In the vast majority of dog breeds (and for humans too!) the males tend to get the short straw in terms of lifespan, and the females of the species usually outlive them by a measurable proportion.
This is not the case for the West Highland White terrier, however, and males of the breed usually outlive females by almost a year.
The average lifespan for male Westies is 13.8 years, and for females, 12.9 years.
Lower respiratory tract disease is cited as the cause of death for 10.4% or one in ten Westies, and this is not generally a common cause of death across most dog breeds.
However, this is also a disease that tends to be slow to develop and occur in later life. Ergo rather than necessarily indicating a flaw in the breed that makes them more prone to it, may indicate the opposite; ie., that the average dog of most breeds doesn’t live to the sort of age at which this type of disease is apt to manifest in the first place!

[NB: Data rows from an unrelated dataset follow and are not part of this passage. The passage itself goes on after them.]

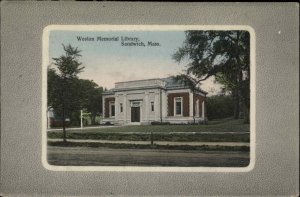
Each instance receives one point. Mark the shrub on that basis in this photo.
(220, 106)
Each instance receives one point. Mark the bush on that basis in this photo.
(160, 123)
(220, 106)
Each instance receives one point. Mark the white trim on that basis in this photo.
(152, 105)
(181, 100)
(121, 107)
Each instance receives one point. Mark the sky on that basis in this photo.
(108, 62)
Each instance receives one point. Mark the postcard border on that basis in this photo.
(45, 60)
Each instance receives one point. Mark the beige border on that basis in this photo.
(45, 57)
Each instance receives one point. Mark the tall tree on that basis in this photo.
(223, 54)
(92, 98)
(63, 83)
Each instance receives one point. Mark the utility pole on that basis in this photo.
(81, 125)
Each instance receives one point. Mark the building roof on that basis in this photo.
(168, 83)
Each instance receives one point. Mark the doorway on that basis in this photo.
(135, 114)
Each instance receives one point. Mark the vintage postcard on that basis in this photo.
(148, 98)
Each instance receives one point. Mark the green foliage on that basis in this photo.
(67, 94)
(219, 107)
(223, 54)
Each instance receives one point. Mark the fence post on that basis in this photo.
(151, 137)
(48, 118)
(81, 125)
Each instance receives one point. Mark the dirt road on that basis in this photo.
(85, 156)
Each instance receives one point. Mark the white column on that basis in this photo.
(81, 125)
(125, 108)
(203, 110)
(156, 106)
(164, 104)
(146, 106)
(103, 107)
(191, 103)
(116, 107)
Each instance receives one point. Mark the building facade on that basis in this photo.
(153, 100)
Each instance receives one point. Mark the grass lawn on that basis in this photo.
(167, 132)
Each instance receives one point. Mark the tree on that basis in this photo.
(223, 54)
(63, 84)
(219, 107)
(191, 83)
(92, 98)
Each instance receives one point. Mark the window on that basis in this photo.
(178, 106)
(152, 106)
(121, 107)
(112, 109)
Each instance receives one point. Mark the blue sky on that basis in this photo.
(107, 62)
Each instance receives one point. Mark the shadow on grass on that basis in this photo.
(149, 146)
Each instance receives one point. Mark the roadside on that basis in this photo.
(87, 156)
(156, 142)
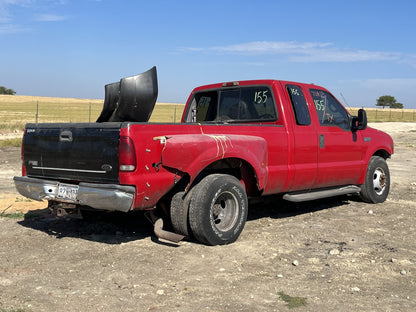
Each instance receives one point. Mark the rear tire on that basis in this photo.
(376, 186)
(218, 209)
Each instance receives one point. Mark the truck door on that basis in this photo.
(340, 151)
(304, 159)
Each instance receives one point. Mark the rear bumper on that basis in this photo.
(112, 197)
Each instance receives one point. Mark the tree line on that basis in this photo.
(389, 101)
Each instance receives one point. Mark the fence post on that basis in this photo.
(37, 111)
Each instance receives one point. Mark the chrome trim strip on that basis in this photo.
(70, 170)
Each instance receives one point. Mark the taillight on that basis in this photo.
(126, 154)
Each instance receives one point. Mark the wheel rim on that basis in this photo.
(224, 212)
(379, 181)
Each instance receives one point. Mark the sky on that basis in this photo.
(358, 50)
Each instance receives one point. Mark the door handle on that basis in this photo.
(321, 141)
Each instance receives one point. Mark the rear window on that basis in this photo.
(243, 104)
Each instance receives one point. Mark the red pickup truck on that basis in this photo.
(236, 140)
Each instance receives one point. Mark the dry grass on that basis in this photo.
(387, 114)
(17, 110)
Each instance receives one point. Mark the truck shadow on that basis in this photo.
(277, 208)
(108, 228)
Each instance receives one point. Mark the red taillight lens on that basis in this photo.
(126, 155)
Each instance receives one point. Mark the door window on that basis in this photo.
(330, 111)
(300, 107)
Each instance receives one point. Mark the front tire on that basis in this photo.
(218, 209)
(376, 186)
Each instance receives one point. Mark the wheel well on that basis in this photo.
(382, 153)
(236, 167)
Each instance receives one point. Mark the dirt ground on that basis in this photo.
(338, 254)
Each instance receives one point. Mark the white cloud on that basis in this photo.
(12, 29)
(49, 18)
(305, 52)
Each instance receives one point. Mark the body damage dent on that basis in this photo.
(191, 153)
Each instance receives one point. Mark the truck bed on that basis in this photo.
(72, 152)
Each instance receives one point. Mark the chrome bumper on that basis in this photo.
(112, 197)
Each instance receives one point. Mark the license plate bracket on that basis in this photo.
(67, 191)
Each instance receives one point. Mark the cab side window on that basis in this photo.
(330, 111)
(300, 107)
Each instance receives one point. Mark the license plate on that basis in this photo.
(67, 191)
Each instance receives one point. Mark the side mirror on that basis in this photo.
(362, 120)
(359, 122)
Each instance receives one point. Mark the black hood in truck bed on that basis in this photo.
(85, 152)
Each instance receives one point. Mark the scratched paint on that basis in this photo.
(223, 142)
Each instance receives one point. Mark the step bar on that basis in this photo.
(318, 194)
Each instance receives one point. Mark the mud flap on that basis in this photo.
(166, 235)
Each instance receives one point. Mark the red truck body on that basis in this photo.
(284, 157)
(236, 140)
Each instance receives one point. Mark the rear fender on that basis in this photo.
(191, 153)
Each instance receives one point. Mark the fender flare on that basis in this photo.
(191, 153)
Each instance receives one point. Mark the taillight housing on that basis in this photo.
(126, 155)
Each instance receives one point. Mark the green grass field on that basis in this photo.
(16, 111)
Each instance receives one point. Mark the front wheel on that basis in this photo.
(218, 209)
(376, 186)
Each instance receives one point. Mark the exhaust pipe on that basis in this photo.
(131, 99)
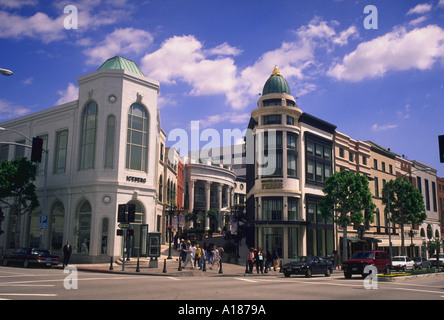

Cancer accounts for 10.2% of all Westie mortalities, or almost the same number as for respiratory disease. However, cancer is a very common cause of death across all dog breeds, often being the main one; and an occurrence rate of a touch over one in ten is actually quite low, particularly when factoring in the Westie’s long average lifespan.
Accounting for the cause of death in 7.8% of West Highland white terriers is spinal cord disease, but even so, the condition is not common enough nor thought to be caused by a hereditary risk factor so as to be considered anomalous or of great concern in the breed population overall.
Finally, as of January 2020 the average advertised price for pedigree West Highland white terriers for sale in the UK was £785 each, and for non-pedigrees, £559 each.
With the broad average across breeds of a similar size being around the £600-£700 mark, this places the Westie firmly in the middle of the pack in terms of cost to buy.